Prescripteurs : hotellerie- restauration en hausse, bureaux en berne

La conjoncture a également tendance à s’améliorer pour les prescripteurs. Par rapport au Baromètre d’il y a un an, ils sont 30 % à déclarer qu’ils ont eu plus de projets (+ 2 %), 39 % à déclarer qu’ils ont eu autant de projets (+ 3 %), et 31 % à déclarer qu’ils ont eu moins de projets (- 5 %). En France, ils sont 25 % à avoir enregistré une hausse du nombre de projets réalisés, grâce notamment à la reprise – modérée – du marché immobilier résidentiel. Les prescripteurs interrogés ont signé en moyenne 5 nouveaux projets d’octobre 2024 à mars 2025. Les prescripteurs qui travaillent sur des projets d’aménagement de boutiques ou d’espaces de vente sont 60 % à avoir réalisé davantage ou autant de projets d’octobre 2024 à mars 2025, en comparaison avec la même période l’an passé, ce qui témoigne du dynamisme persistant des ouvertures de commerces, malgré les tensions que traverse le secteur du retail. L’embellie se confirme pour l’hôtellerie-restauration : en avril 2025, 28 % des prescripteurs ont affirmé avoir enregistré plus de chantiers dans les hôtels entre octobre 2024 et mars 2025, contre 17% l'an passé.
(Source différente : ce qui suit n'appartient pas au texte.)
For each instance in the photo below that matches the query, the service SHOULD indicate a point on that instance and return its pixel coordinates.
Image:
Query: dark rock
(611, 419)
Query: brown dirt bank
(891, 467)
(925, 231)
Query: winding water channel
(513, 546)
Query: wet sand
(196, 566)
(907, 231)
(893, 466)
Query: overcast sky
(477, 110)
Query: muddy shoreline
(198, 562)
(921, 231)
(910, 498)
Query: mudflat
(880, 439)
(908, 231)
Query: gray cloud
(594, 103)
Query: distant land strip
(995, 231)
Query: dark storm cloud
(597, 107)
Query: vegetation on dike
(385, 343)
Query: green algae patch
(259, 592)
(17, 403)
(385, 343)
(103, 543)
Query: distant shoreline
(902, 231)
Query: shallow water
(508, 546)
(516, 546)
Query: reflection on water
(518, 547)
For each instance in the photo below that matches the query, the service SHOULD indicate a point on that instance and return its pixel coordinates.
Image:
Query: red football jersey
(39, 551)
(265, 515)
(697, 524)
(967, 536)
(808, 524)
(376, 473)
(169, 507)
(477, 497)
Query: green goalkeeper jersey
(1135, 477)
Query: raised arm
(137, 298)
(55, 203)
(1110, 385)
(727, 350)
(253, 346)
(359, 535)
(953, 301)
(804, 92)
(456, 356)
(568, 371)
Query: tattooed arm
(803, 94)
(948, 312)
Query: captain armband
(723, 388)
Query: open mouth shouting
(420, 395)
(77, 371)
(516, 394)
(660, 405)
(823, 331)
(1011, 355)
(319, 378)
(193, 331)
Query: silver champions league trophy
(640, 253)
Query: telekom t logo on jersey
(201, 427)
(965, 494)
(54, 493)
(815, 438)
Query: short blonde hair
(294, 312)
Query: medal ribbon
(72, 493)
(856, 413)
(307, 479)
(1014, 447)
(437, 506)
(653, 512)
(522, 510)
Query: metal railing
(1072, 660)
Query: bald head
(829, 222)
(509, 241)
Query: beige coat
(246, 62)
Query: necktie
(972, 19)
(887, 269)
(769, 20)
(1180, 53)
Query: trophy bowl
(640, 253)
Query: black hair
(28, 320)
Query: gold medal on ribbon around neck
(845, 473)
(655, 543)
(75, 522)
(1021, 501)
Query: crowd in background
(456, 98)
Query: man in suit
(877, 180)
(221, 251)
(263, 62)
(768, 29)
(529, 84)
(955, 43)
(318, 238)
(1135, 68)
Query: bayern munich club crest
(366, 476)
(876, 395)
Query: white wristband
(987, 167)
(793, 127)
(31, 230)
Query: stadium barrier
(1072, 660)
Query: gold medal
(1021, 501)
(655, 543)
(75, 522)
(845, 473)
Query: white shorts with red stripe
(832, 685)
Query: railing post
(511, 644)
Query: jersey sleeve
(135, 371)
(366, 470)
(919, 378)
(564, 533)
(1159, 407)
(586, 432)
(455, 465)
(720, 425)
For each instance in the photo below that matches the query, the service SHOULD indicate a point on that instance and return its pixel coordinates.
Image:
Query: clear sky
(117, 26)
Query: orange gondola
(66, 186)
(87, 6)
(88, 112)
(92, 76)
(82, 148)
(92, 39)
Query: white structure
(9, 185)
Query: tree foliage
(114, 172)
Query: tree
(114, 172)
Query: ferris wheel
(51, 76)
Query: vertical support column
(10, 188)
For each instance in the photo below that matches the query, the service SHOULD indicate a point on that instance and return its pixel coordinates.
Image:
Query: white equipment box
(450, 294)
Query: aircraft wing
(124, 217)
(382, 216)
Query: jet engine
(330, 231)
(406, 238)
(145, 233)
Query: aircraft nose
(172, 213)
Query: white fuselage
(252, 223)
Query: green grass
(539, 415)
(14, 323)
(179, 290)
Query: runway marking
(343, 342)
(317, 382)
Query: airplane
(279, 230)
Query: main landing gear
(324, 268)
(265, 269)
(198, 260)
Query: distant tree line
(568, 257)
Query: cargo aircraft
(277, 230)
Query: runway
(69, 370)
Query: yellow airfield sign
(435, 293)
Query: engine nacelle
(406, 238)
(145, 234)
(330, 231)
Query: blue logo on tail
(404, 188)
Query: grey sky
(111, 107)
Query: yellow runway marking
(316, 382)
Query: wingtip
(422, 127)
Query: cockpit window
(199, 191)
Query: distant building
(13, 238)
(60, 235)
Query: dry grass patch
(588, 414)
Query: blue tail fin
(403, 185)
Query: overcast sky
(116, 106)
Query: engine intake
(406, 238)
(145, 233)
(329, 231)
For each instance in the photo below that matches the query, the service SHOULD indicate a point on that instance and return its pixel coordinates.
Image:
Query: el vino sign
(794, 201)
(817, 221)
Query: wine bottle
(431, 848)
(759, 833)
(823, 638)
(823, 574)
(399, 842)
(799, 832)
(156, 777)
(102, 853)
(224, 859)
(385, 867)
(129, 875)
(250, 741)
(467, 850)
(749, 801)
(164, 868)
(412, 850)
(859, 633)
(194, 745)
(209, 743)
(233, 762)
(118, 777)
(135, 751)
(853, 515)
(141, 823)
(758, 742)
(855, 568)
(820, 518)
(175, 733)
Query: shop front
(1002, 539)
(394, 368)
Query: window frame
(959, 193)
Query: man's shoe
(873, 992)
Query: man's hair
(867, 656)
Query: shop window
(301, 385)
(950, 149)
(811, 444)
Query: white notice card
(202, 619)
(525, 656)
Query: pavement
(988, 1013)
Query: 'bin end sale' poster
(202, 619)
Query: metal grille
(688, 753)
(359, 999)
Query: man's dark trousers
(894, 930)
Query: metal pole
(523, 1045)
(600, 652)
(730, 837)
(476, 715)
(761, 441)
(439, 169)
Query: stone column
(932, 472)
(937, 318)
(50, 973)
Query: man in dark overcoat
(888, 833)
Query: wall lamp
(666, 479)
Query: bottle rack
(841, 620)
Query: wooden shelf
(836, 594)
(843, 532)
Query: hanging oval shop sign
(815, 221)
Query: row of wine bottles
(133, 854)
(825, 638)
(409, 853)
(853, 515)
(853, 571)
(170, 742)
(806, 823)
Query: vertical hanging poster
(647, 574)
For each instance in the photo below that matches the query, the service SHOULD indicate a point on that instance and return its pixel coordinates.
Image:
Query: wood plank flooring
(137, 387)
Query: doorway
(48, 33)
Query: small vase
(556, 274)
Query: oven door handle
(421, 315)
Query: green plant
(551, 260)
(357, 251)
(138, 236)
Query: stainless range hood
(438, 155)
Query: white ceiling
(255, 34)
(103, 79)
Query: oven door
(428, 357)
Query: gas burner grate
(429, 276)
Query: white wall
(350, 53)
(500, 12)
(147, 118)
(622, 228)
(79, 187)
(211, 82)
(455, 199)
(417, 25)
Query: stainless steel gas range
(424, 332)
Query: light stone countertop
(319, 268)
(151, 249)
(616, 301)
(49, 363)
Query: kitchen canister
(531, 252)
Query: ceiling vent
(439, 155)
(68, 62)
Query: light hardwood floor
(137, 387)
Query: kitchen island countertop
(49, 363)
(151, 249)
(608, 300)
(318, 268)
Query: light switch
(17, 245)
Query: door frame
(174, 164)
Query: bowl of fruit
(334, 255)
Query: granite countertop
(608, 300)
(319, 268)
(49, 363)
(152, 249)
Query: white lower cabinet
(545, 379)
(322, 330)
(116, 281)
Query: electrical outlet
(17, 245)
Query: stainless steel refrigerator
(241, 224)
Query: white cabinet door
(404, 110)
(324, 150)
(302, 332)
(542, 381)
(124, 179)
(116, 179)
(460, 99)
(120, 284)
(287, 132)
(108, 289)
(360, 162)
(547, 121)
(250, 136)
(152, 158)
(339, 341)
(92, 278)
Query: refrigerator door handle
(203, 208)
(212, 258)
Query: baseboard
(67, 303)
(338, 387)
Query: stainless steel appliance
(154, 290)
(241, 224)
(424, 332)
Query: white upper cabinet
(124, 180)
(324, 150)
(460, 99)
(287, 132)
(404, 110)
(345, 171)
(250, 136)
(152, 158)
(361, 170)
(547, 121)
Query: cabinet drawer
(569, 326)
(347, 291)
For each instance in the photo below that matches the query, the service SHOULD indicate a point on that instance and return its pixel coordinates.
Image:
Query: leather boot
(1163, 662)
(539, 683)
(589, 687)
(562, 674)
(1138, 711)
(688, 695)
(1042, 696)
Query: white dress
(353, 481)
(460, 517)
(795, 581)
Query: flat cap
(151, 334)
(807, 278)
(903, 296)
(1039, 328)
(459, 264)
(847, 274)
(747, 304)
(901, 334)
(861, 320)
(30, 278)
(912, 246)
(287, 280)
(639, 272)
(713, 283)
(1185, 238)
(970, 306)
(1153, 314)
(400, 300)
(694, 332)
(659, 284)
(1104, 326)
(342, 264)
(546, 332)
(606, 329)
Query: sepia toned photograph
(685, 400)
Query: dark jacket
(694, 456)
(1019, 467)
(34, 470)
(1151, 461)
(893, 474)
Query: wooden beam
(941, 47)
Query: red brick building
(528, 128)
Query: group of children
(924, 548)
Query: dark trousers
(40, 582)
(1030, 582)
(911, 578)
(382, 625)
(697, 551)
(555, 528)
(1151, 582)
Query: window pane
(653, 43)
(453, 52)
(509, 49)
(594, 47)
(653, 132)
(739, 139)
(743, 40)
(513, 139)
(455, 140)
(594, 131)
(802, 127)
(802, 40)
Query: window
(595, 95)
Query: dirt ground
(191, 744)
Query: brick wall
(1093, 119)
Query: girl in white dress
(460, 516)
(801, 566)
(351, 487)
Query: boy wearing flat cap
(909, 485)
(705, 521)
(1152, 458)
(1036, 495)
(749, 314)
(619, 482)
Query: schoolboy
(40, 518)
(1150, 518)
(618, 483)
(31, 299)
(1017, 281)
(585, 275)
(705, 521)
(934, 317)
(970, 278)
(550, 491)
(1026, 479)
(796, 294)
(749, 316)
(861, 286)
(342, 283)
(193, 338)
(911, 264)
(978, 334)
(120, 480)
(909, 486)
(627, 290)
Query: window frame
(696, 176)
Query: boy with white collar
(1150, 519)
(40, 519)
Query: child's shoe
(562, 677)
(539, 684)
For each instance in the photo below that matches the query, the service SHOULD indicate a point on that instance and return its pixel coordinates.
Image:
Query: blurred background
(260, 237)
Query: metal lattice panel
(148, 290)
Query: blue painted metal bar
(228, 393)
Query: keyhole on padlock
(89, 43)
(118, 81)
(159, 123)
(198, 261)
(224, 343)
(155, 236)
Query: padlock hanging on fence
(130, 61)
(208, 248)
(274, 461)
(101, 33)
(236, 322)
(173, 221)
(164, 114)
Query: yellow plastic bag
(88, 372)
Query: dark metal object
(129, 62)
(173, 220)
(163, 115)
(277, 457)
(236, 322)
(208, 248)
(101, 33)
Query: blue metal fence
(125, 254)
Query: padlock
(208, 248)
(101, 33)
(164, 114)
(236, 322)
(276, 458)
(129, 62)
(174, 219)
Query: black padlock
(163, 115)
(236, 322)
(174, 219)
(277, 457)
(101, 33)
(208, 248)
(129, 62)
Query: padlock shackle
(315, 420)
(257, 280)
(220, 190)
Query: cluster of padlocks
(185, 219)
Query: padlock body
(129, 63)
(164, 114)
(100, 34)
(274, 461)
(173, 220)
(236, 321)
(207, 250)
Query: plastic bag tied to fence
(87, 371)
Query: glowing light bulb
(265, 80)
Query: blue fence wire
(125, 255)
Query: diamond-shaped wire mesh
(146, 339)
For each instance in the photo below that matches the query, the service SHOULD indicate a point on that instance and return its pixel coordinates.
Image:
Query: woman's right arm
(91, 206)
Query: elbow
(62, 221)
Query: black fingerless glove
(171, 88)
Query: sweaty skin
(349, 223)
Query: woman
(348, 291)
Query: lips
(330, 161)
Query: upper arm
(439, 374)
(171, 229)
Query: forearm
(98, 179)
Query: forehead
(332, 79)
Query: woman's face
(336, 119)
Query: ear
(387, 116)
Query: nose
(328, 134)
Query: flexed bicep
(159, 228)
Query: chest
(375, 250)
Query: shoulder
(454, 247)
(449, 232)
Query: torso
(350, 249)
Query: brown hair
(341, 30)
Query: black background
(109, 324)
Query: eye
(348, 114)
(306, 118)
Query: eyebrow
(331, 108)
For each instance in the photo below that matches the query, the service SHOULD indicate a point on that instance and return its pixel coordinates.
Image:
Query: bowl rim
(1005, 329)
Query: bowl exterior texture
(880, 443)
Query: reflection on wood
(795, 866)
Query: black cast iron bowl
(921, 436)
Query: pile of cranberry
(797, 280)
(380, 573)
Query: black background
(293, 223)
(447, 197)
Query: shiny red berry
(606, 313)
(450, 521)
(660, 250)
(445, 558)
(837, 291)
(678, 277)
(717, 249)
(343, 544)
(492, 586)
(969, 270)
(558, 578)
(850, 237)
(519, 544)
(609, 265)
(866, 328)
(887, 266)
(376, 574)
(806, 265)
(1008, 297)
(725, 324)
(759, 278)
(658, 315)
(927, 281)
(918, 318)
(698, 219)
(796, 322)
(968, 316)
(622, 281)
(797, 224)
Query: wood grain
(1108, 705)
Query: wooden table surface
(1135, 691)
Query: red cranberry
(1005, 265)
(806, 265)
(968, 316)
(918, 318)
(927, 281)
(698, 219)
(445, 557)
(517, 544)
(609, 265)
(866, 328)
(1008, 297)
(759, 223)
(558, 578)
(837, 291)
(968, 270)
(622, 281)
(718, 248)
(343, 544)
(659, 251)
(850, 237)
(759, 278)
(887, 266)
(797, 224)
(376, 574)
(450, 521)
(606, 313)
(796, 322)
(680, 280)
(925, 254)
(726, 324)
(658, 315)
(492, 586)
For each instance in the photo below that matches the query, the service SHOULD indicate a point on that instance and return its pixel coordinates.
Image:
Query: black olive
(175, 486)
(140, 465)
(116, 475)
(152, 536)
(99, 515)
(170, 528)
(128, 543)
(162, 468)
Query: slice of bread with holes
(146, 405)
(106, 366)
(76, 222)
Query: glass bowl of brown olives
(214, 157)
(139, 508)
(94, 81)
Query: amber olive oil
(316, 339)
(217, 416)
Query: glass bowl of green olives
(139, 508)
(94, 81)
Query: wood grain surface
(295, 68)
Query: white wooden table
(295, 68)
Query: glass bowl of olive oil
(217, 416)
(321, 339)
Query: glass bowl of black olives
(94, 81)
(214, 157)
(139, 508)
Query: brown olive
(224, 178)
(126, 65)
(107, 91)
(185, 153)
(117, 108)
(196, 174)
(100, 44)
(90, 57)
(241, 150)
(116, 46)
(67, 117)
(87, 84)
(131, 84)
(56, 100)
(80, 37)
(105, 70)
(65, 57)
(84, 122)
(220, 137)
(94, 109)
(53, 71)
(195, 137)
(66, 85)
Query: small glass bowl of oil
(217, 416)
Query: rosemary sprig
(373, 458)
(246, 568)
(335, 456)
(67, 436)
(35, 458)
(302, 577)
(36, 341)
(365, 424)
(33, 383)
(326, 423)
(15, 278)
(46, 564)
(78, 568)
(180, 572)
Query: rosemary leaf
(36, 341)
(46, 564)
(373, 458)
Dans la restauration, 53% des prescripteurs sondés par le baromètre déclarent avoir eu autant voire plus de projets et chantiers sur la période. En revanche, les projets d’aménagement de bureaux confirment leur difficulté à se relever de la vague du télétravail. Dans ce secteur, les prescripteurs ne sont que 20 % à avoir obtenu plus de projets que l’an passé (- 6 %), 31 % à déclarer un nombre égal de projets, et 49 % à avoir traité moins de projets pendant l’année écoulée (+ 6 %).

Les marques face a des injonctions contradictoires

Pour les fabricants et éditeurs, on relève aussi un retour à la normale en termes de stocks : 64 % d’entre eux font état d’un niveau de stock normal (contre 54 % il y a un an), tandis que ceux qui ont un stock élevé sont tombés à 20 % (contre 29 % il y a un an). Le niveau de stock bas se maintient (16 % contre 17 % il y a un an). Les commentaires exprimés par les marques mettent en évidence leur positionnement délicat au centre d’attentes parfois contradictoires : on leur demande d’aller vers une production plus responsable, tout en restant désirables dans un contexte de chamboulements économiques ; elles font face à une hausse généralisée des coûts (matières premières, énergies, transport, communication et charges fixes), et doivent en même temps lutter contre une prolifération des copies à bas coût ; elles doivent intégrer les nouvelles avancées digitales, comme l’intelligence artificielle, tout en s’interrogeant sur l’avenir de la créativité… et enfin, elles sont contraintes d’explorer de nouveaux relais de croissance, tout en accompagnant une distribution qui doit continuer à se transformer pour perdurer. Ce qui ne les empêche pas d’afficher une volonté d’aller de l’avant : 89 % des marques interrogées confirment le lancement de nouveautés entre avril et septembre 2025, une créativité qui devrait être au rendez-vous lors de session de rentrée du salon (du 4 au 8 septembre à Paris-Nord Villepinte). Dernier enseignement à noter : en ce qui concerne le modèle de distribution adopté par les marques, c’est bien le modèle qui associe B to B et B to C – vente aux revendeurs et prescripteurs et aux clients finaux - qui est nettement dominant, puisqu’il est celui de 66 % des marques interviewées. Le modèle B to B exclusivement est celui de 25 % des marques, et le modèle B to C exclusivement est celui de 8 % seulement d’entre elles. Pour le B to B, le premier canal de mise en relation reste les salons professionnels en physique (pour 73 %), suivi du site web en propre de la marque (68 %). Pour le B to C, le premier canal de mise en relation est le propre site marchand de la marque (63 %), suivi de ses points de vente physiques (34 %).